According to Potkulski’s report, traffic counts show that 13,000 vehicles pass in front of Young Israel of East Brunswick every day, about twice as many as the number of vehicles passing on the other side of the road, north of Ryders Lane. A manual count of pedestrian traffic showed that 575 people pedestrians walked through the area during a three our period on a Saturday.
Among the recommendations Potkulski expects to make to the Township Council in November are a lowering of the speed limit, changing the road from two large lanes to four narrower lanes to slow traffic, adding a pedestrian camera detection system at the Ryders Lane and Hardenburg Lane lights, and increased lighting at several intersections.

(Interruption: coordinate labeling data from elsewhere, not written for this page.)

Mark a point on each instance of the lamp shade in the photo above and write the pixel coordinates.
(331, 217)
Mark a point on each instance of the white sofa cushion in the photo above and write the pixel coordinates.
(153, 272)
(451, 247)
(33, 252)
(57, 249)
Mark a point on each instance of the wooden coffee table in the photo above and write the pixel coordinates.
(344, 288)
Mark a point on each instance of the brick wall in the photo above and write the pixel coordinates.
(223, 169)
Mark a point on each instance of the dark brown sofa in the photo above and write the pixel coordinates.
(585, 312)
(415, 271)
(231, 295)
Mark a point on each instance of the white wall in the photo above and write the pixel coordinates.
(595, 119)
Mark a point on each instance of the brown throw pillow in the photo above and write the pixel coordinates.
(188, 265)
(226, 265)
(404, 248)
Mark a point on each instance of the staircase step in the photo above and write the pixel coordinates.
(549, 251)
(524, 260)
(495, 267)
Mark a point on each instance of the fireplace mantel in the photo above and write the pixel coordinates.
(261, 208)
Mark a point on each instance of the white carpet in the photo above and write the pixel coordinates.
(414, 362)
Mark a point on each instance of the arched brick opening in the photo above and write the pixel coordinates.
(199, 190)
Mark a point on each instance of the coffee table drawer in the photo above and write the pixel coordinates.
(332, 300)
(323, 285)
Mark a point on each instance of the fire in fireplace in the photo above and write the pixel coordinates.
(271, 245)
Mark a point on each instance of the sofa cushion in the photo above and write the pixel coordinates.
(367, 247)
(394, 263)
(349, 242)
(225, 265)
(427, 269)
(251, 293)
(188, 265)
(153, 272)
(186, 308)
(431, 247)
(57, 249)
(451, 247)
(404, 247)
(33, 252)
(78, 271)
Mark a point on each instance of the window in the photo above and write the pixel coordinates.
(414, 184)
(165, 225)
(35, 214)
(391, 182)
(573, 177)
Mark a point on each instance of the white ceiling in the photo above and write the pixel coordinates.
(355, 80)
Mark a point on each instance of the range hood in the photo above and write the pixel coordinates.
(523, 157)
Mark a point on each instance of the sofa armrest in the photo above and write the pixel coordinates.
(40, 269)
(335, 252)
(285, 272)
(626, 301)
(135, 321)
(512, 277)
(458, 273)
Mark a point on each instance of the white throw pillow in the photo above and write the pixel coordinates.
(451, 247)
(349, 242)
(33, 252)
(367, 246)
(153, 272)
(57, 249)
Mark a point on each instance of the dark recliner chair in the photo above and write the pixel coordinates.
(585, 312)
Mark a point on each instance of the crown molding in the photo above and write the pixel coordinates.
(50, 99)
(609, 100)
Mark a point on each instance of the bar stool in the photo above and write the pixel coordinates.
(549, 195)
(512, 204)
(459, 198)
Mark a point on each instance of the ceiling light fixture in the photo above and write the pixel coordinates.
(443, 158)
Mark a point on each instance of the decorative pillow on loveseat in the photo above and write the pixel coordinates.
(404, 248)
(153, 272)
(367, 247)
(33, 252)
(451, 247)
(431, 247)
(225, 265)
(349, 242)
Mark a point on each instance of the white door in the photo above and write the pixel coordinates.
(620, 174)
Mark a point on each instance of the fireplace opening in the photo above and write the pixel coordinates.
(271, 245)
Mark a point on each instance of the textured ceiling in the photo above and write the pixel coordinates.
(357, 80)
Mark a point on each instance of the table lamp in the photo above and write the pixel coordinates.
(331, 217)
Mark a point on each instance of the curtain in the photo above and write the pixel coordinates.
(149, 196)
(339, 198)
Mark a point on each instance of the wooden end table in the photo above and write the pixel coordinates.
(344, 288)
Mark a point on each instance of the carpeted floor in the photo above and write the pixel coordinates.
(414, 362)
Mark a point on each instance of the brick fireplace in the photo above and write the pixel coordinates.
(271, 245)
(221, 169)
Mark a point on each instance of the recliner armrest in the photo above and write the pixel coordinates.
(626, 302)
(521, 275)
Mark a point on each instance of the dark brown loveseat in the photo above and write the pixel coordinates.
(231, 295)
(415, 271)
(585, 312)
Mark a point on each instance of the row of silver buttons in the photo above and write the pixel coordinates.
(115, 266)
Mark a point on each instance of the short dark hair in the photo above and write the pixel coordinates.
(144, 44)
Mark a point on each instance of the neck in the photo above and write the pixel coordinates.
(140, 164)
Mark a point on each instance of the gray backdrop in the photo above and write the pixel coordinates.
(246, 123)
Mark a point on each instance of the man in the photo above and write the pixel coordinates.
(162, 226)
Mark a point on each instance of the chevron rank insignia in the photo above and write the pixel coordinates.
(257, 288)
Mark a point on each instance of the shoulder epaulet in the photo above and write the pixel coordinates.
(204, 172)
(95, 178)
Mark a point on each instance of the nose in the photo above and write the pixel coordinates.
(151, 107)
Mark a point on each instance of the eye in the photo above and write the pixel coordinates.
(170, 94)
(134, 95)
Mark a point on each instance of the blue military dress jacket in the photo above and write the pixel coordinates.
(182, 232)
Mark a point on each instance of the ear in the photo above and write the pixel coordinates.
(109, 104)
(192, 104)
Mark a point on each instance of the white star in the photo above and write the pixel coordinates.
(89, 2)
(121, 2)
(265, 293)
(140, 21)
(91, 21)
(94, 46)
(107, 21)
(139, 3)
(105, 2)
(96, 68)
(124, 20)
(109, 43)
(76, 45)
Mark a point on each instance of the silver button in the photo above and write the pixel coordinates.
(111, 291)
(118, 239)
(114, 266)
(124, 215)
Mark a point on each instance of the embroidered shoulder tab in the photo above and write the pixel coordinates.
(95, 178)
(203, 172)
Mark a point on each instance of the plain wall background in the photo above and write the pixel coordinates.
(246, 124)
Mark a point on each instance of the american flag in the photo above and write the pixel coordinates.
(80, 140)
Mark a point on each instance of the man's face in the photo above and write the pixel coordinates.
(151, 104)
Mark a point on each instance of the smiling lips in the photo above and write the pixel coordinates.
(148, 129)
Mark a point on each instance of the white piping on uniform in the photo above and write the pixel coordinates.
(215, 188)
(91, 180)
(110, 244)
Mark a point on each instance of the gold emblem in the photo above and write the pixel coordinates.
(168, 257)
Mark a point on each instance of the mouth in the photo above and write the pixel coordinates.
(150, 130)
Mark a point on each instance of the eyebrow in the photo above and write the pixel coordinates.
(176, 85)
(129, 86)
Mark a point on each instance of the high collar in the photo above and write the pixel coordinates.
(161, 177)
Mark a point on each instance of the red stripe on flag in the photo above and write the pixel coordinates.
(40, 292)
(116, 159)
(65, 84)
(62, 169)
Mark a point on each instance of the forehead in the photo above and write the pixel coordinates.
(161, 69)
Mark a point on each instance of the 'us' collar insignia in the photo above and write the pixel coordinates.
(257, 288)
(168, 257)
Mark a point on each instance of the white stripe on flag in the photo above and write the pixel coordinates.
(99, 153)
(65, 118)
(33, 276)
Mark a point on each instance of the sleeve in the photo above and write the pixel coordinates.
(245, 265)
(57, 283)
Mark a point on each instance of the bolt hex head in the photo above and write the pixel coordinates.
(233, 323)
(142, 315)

According to Potkulski’s report, 85 percent of drivers travelled 40 mph on Dunhams Corner Road near Young Israel, which is the posted limit, and 43 mph on the other side of the road past Ryders Lane. However, a request to change the speed limit would also include other factors, he said, including residential density, pedestrian usage, surrounding schools and whether or not the road is designed for that type of speed.
“At this point I can say that the report is three quarters of the way done,” he said. “We’re waiting for additional data, but will recommend, hopefully, at the first meeting in November the lowering of the speed limit. To what I can’t tell.”

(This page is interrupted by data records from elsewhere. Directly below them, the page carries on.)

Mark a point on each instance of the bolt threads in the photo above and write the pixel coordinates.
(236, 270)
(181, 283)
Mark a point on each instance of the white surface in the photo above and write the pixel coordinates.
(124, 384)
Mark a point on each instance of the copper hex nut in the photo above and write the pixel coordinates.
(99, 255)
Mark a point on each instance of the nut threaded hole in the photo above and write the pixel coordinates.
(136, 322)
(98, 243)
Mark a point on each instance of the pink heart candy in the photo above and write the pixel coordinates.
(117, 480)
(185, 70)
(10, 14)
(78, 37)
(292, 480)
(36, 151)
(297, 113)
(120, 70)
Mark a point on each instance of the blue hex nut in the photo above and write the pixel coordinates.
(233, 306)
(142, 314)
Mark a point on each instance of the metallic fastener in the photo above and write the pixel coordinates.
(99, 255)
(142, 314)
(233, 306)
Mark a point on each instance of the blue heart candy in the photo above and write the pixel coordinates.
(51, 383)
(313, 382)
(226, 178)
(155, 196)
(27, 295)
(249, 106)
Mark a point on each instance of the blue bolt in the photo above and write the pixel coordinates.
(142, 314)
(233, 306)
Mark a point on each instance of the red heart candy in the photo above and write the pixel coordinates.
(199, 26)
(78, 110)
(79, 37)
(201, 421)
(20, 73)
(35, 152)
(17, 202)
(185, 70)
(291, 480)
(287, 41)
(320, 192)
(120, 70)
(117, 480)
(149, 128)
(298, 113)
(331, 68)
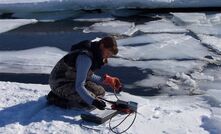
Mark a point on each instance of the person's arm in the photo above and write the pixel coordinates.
(83, 64)
(97, 79)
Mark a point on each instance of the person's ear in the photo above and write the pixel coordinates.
(102, 46)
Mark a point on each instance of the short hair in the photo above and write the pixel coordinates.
(110, 43)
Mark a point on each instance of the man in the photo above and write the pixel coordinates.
(73, 81)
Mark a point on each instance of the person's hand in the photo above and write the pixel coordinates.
(113, 82)
(99, 104)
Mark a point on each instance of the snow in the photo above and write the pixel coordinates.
(113, 27)
(95, 17)
(56, 5)
(212, 41)
(200, 23)
(9, 24)
(41, 60)
(170, 54)
(162, 26)
(184, 47)
(33, 115)
(149, 38)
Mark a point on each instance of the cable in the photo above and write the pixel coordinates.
(83, 126)
(115, 94)
(112, 128)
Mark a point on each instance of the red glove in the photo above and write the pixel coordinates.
(114, 82)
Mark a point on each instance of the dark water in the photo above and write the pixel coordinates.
(62, 34)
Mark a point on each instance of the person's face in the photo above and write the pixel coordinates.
(106, 53)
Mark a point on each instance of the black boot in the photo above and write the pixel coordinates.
(54, 99)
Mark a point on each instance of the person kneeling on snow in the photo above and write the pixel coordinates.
(72, 80)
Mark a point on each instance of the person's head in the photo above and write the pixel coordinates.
(108, 47)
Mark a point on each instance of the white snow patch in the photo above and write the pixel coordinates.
(152, 81)
(112, 27)
(36, 60)
(205, 29)
(212, 41)
(95, 17)
(173, 114)
(163, 67)
(160, 26)
(184, 47)
(189, 18)
(149, 38)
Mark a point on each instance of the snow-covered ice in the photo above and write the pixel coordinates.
(212, 41)
(37, 60)
(112, 27)
(184, 47)
(175, 56)
(162, 27)
(24, 109)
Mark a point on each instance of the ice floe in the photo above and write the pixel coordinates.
(10, 24)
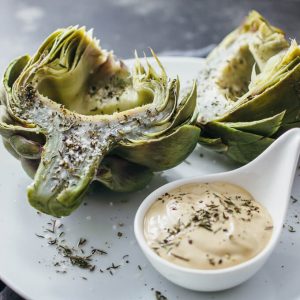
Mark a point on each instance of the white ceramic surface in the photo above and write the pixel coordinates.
(21, 250)
(269, 179)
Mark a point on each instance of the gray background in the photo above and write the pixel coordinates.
(167, 26)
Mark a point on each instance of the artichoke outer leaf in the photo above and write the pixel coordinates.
(282, 96)
(242, 146)
(213, 144)
(264, 127)
(73, 144)
(155, 153)
(121, 175)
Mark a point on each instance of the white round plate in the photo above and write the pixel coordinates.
(27, 262)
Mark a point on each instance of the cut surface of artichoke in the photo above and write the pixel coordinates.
(249, 90)
(77, 115)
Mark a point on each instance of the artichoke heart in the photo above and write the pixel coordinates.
(249, 90)
(72, 114)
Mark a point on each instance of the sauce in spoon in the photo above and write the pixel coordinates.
(207, 226)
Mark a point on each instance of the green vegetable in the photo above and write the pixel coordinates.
(73, 114)
(249, 90)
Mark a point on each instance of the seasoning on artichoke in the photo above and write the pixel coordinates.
(73, 114)
(249, 90)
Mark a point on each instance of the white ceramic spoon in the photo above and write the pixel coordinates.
(269, 179)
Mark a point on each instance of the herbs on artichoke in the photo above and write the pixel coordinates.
(249, 90)
(73, 114)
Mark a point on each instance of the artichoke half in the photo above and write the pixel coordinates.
(73, 114)
(249, 90)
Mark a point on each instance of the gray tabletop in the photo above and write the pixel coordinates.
(168, 26)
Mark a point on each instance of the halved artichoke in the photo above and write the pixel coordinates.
(249, 90)
(73, 114)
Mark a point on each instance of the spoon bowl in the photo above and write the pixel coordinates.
(269, 179)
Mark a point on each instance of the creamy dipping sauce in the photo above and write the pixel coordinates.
(207, 226)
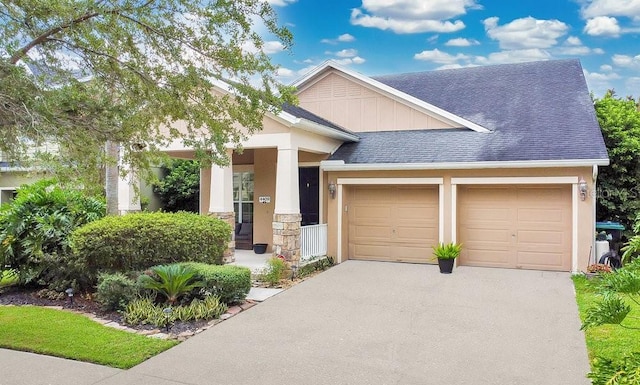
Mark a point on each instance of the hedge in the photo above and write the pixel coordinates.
(230, 283)
(139, 241)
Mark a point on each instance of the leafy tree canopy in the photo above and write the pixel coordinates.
(84, 72)
(619, 183)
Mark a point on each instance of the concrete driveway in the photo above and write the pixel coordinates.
(388, 323)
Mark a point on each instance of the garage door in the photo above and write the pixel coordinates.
(393, 223)
(527, 227)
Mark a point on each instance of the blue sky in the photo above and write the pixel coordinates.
(378, 37)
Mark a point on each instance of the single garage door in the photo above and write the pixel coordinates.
(393, 223)
(524, 227)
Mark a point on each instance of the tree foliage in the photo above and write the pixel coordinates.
(619, 183)
(151, 63)
(179, 189)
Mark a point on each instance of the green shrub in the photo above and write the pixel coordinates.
(230, 283)
(35, 228)
(144, 311)
(626, 370)
(319, 264)
(276, 267)
(115, 291)
(170, 281)
(139, 241)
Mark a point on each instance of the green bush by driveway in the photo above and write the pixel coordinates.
(230, 283)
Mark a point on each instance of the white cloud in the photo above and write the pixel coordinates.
(602, 26)
(439, 57)
(412, 16)
(626, 61)
(268, 47)
(628, 8)
(526, 32)
(573, 40)
(514, 56)
(404, 26)
(575, 51)
(347, 53)
(280, 3)
(285, 72)
(344, 38)
(461, 42)
(573, 47)
(353, 60)
(455, 66)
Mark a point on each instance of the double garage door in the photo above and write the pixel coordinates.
(526, 227)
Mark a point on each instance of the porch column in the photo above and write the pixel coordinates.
(221, 202)
(129, 193)
(286, 216)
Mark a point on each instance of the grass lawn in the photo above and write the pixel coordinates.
(68, 335)
(8, 278)
(608, 341)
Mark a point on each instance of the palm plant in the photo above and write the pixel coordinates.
(172, 281)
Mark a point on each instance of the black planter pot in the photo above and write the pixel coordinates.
(259, 248)
(446, 265)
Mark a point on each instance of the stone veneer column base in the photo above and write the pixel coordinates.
(230, 253)
(286, 236)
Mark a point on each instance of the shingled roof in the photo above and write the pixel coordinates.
(535, 111)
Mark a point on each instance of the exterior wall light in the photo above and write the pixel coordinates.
(332, 189)
(582, 187)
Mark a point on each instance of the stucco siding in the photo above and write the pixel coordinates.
(359, 108)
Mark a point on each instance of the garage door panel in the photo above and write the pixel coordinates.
(531, 229)
(540, 238)
(373, 194)
(487, 213)
(368, 232)
(398, 223)
(541, 195)
(548, 260)
(486, 234)
(550, 217)
(366, 213)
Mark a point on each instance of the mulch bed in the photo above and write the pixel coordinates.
(85, 304)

Mayor David Stahl said the township is constantly evaluating the safety of all its roads with regards to car and pedestrian traffic. He also said he would like to install solar powered speed limit signs along Dunhams Corner Road before the winter. The signs would indicate the posted speed limit while also alerting drivers about what speed they are driving at the time.

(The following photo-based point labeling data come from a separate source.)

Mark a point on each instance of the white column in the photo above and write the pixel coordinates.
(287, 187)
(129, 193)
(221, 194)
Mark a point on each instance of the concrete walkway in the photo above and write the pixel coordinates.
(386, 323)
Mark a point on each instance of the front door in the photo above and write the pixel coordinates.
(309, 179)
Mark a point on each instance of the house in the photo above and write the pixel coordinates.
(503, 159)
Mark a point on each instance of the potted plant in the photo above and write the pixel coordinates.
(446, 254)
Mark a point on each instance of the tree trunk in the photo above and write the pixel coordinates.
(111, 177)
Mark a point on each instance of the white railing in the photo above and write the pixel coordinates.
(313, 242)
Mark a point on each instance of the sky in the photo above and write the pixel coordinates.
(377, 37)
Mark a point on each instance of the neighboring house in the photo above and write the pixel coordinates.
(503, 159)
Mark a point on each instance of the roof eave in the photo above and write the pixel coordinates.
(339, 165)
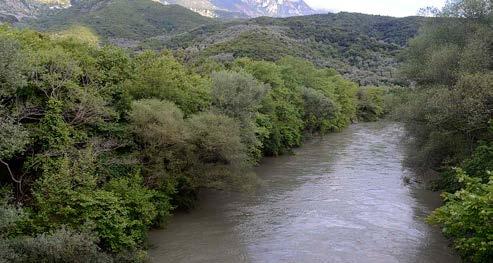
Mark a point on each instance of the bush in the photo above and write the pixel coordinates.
(371, 105)
(60, 246)
(319, 111)
(466, 217)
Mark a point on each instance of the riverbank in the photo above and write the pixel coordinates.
(340, 198)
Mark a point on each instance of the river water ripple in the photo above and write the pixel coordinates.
(340, 198)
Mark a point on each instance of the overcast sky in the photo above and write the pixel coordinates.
(398, 8)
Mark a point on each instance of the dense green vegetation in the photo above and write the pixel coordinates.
(98, 145)
(122, 22)
(449, 117)
(363, 48)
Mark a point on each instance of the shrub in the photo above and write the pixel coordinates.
(59, 246)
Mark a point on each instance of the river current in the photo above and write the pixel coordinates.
(339, 198)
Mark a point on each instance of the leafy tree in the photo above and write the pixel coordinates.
(160, 76)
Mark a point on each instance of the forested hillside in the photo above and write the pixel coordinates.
(449, 118)
(361, 47)
(99, 144)
(123, 22)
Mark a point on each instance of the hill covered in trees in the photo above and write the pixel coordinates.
(449, 118)
(98, 144)
(361, 47)
(122, 22)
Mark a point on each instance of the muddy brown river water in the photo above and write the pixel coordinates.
(340, 198)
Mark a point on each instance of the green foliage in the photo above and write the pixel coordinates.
(119, 19)
(62, 245)
(449, 114)
(361, 47)
(239, 95)
(103, 144)
(371, 104)
(319, 110)
(13, 139)
(466, 217)
(161, 76)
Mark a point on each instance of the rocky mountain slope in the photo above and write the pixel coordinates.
(15, 10)
(245, 8)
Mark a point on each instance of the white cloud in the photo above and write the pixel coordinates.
(397, 8)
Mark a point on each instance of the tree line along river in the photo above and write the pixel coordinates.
(339, 198)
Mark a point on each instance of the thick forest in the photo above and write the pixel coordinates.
(109, 126)
(98, 144)
(448, 116)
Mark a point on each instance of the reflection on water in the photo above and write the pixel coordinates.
(340, 198)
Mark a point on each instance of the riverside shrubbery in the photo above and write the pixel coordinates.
(99, 144)
(449, 115)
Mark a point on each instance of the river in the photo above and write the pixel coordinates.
(340, 198)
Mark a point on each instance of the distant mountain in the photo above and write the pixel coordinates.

William Krause, deputy chief and director of the East Brunswick Police Department, told the council Monday that the department immediately instituted a zero tolerance policy in the area following the accident, a policy that remains in place. Educational opportunities also have been taken, including short videos on pedestrian safety that will be broadcast on EBTV.
“The message we’re sending clearly is that we are not going to tolerate people not driving in a safe manner in the township, and if that means you receive a summons, then so be it,” he said.
At the start of Monday’s meeting, Mayor Stahl read a proclamation commending the rescue workers who responded to the accident.
Austin Kosik, manager of the office of emergency management, also was able to provide a snapshot of what happened in the moments that followed the accident. He said the township received 31 9-11 calls in a little over two minutes, 24 from cell phones. Of those calls, only six had to go to an alternate location because of the flood of calls. Responding within 15 minutes were five ambulances, two paramedics, two fire engines, police, and the utilities workers.
All three fire districts, the East Brunswick Police Department, East Brunswick Rescue Squad, Spotswood First Aid Squad, Robert Wood Johnson Paramedics and the Department of Parks and Recreatino all responded to the emergency.